Economic Trends: Savings Rates Diverge Across the Atlantic
The household saving ratio in Europe hit a three-year high of 15.7% in the quarter ending June, much above the pre-pandemic norm of 12.3%. Recent Eurostat figures this trend stands in sharp contrast to the United States, where the personal savings rate in the second quarter was 5.2%, less below the average between 2010 and 2019 of 6.1%.
“The lower U.S. saving rate has helped propel consumer spending, which has been the key driver of U.S. growth, and a key reason why the U.S. economy has grown more quickly than the European economy,” said Moody’s Analytics chief economist.
Still, the US retail industry has problems as the holiday shopping season gets underway. US consumer spending slowed down August, rising by just 0.2% from 0.5% in July. Data from the Bureau of Economic Analysis points to early back-to-school and travel-related expenses as well as continuous employment growth pressures perhaps having a role in this lower spending.

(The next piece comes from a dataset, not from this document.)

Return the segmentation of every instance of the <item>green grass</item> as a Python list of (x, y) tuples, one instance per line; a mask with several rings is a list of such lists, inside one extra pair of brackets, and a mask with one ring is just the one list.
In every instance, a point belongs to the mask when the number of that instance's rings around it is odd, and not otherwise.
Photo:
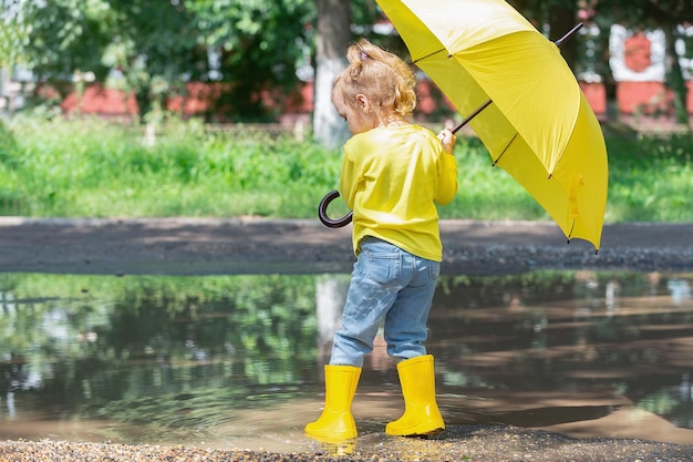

US Consumer Confidence Rises Amid Ongoing Challenges
Notwithstanding these difficulties, consumer confidence in the US economy shows promise. From 67.9 the prior month, the University of Michigan’s index of consumer sentiment climbed to 70.1.
“While sentiment remains below its historical average in part due to frustration over high prices, consumers are fully aware that inflation has continued to slow,” remarked Surveys Director Joanne Hsu.
She also pointed out that the results of the next election will determine many people’s aspirations.
Although questions regarding spending levels as the important holiday shopping season draws near still exist, this cautious optimism could help stores. The different purchasing trends in the US and Europe draw attention to the intricate interaction of geopolitical events and economic elements influencing consumer behavior on both sides of the Atlantic.